I strongly oppose any such extreme doctrine and I'm sure that many others do as well. Earlier generations of Americans rejected preventive war on the grounds of both morality and practicality, and our generation must do so as well. We can deal with Iraq without resorting to this extreme.

It is impossible to justify any such double standard under international law. Might does not make right. America cannot write its own rules for the modern world. To attempt to do so would be unilateralism run amok. It would antagonize our closest allies, whose support we need to fight terrorism, prevent global warming, and deal with many other dangers that affect all nations and require international cooperation. It would deprive America of the moral legitimacy necessary to promote our values abroad. And it would give other nations -- from Russia to India to Pakistan -- an excuse to violate fundamental principles of civilized international behavior.

The Administration's doctrine is a call for 21st century American imperialism that no other nation can or should accept. It is the antithesis of all that America has worked so hard to achieve in international relations since the end of World War II.

This is not just an academic debate. There are important real world consequences. A shift in our policy toward preventive war would reinforce the perception of America as a "bully" in the Middle East, and would fuel anti-American sentiment throughout the Islamic world and beyond.

It would also send a signal to governments the world over that the rules of aggression have changed for them too, which could increase the risk of conflict between countries such as Russia and Georgia, India and Pakistan, and China and Taiwan.

Obviously, this debate is only just beginning on the Administration's new strategy for national security. But the debate is solidly grounded in American values and history.
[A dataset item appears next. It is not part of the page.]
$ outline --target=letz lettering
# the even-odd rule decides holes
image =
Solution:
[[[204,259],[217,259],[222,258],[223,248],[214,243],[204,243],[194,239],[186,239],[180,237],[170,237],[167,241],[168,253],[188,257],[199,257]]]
It will also be a debate among vast numbers of well-meaning Americans who have honest differences of opinion about the best way to use U.S. military might. The debate will be contentious, but the stakes - in terms of both our national security and our allegiance to our core beliefs - are too high to ignore. I look forward to working closely with my colleagues in Congress to develop an effective and principled policy that will enable us to protect our national security and respect the basic principles that are essential for the world to be at peace.